Adaptive and generic parallel computation of echelon forms


Séminaire Modèles et Algorithmes Déterministes: CASYS

26/11/2015 - 09:30 Mr Ziad Sultan Salle 1 - Tour IRMA

This work deals with parallelization of Gaussian elimination over a finite field Z/pZ. This computation is motivated by numerous applications, including algebraic attacks with polynomial system solving, index calculus attacks on the discrete logarithm, etc.

We propose efficient parallel algorithms and implementations of LU factorization over word size prime fields and target shared memory architectures. With respect to numerical linear algebra, we have identified three major differences, specific to exact linear algebra.

First, the arithmetic complexity could be dominated by modular reductions. Therefore, it is mandatory to delay as much as possible these reductions. Delaying the latter can be done by accumulating several multiplications before reducing while keeping the result exact. This induces splitting the matrices in blocks of large size to accumulate multiplication operations as much as possible, without overflow.

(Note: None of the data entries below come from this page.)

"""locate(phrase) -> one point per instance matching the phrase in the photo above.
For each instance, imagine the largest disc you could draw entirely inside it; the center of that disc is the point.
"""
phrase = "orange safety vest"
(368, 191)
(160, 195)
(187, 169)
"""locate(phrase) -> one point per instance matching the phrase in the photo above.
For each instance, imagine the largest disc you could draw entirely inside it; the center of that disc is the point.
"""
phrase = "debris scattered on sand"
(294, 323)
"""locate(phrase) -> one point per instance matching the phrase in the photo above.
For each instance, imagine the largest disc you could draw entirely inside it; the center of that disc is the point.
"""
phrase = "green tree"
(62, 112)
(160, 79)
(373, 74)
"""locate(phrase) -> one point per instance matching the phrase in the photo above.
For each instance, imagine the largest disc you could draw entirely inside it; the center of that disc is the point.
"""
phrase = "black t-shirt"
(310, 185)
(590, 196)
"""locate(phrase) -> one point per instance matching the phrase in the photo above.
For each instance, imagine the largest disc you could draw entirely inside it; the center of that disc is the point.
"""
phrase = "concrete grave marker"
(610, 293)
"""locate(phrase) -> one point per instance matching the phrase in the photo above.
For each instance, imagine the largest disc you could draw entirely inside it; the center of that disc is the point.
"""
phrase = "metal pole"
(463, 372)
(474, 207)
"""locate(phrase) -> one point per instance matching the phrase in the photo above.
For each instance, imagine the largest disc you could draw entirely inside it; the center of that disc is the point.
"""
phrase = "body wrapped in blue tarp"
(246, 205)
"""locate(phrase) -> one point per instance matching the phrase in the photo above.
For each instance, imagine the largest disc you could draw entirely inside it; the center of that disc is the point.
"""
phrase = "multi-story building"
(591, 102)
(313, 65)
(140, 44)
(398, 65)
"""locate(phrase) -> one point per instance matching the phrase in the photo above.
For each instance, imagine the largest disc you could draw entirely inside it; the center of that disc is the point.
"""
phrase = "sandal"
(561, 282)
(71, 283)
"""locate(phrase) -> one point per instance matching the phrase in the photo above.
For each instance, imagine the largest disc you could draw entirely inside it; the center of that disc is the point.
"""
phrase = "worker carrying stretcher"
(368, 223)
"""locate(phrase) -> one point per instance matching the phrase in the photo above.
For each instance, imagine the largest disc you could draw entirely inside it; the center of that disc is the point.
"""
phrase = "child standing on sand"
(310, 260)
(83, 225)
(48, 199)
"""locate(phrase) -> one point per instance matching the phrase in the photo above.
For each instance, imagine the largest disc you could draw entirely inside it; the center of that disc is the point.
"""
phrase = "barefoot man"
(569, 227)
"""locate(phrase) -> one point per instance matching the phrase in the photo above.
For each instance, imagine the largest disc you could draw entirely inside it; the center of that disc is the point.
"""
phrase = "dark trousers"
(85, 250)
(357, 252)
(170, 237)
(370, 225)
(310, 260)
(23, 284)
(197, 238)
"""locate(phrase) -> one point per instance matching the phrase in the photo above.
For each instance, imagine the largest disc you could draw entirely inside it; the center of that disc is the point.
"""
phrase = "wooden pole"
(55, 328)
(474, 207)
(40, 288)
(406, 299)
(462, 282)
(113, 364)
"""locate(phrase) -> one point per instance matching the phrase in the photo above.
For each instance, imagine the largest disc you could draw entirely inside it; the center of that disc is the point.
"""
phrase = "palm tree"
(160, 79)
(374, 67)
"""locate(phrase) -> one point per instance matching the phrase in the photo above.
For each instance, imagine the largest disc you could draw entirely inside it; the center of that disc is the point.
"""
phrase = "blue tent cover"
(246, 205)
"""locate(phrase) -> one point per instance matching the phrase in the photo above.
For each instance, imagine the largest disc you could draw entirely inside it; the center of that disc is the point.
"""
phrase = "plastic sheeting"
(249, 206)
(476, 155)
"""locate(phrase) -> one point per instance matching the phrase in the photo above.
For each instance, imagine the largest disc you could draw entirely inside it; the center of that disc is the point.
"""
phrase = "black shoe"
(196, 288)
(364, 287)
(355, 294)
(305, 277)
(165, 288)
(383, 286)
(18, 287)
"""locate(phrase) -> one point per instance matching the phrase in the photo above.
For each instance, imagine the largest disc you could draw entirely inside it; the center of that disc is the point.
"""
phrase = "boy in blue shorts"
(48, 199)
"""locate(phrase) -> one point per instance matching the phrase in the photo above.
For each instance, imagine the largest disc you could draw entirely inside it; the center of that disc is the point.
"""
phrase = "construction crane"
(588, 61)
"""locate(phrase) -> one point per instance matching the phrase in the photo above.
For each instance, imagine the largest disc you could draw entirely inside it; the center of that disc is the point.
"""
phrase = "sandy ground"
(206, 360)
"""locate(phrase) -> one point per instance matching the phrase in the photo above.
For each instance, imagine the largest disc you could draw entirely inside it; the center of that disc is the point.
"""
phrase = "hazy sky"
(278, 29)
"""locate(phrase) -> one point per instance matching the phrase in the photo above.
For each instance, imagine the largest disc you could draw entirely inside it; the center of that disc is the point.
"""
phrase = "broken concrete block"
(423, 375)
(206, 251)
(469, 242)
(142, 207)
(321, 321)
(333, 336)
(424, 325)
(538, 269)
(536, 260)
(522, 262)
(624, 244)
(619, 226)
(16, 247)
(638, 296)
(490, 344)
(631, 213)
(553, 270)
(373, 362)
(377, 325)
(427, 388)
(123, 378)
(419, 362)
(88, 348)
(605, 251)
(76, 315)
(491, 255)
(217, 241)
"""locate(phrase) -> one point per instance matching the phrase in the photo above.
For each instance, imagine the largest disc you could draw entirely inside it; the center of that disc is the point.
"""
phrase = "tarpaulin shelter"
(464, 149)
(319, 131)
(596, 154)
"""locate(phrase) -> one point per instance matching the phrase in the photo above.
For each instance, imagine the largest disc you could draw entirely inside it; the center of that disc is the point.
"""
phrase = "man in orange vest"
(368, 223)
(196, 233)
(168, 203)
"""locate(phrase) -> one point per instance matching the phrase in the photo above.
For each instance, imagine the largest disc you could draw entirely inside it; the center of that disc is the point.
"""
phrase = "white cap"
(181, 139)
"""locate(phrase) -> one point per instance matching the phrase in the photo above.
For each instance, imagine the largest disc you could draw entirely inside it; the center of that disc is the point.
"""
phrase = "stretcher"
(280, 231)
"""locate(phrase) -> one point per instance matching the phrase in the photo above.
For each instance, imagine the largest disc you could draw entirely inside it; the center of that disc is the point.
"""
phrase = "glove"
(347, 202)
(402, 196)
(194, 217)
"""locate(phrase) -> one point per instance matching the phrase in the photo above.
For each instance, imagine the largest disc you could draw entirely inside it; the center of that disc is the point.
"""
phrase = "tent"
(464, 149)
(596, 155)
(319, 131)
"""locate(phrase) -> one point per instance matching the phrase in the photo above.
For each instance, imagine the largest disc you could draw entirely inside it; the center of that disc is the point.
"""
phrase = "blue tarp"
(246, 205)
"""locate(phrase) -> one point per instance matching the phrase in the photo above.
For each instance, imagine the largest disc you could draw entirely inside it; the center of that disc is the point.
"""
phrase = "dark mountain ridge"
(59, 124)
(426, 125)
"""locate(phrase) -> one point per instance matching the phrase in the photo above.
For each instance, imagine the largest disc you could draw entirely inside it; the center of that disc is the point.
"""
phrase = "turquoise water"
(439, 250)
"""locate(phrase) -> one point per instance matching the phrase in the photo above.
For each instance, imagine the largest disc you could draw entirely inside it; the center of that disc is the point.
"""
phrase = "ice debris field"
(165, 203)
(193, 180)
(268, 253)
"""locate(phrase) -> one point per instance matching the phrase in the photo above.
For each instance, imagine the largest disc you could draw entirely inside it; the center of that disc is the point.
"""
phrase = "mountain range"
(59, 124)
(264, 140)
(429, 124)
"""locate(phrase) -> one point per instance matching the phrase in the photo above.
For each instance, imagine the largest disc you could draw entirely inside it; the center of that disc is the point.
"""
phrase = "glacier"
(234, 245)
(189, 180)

Second, over a finite field stability is not an issue contrarily to numerical linear algebra. Therefore, asymptotically fast matrix multiplication algorithms, like Winograd's variant of Strassen's fast algorithm, can more easily be used on top of the BLAS. Their speed-up increases with matrix dimension. Thus, on one hand we need to choose sufficiently large blocks well suited to those fast variants and to delay modular reductions. On the other hand, a finer grain allows more flexibility to the scheduler for load and communication balancing.

Third, many applications over finite fields require the rank profile of the matrix which is a key invariant used in many applications using exact Gaussian elimination, such as Gröbner basis computations and computational number theory. Moreover, the rank profile is only discovered during the algorithm and thus the rank deficiency of some blocks leads to unpredictable dimensions of the tiles or slabs of the matrix. This creates challenges on the efficiency of the underlying scheduler to handle and balance dynamic workloads of heterogeneous tasks.

We thus propose and compare different parallelization strategies and block decomposition to tackle these issues: tile iterative with left-looking, right-looking and Crout variants with delayed modular reductions; slab and tile recursive variants; dynamic/static block cutting and adaptive coupling of the different variants. Experiments demonstrate that the tile recursive variant performs better and matches the performance of reference numerical software when no rank deficiency occur. Furthermore, even in the most heterogeneous case, namely when all pivot blocks are rank deficient, we show that it is possible to maintain a high efficiency.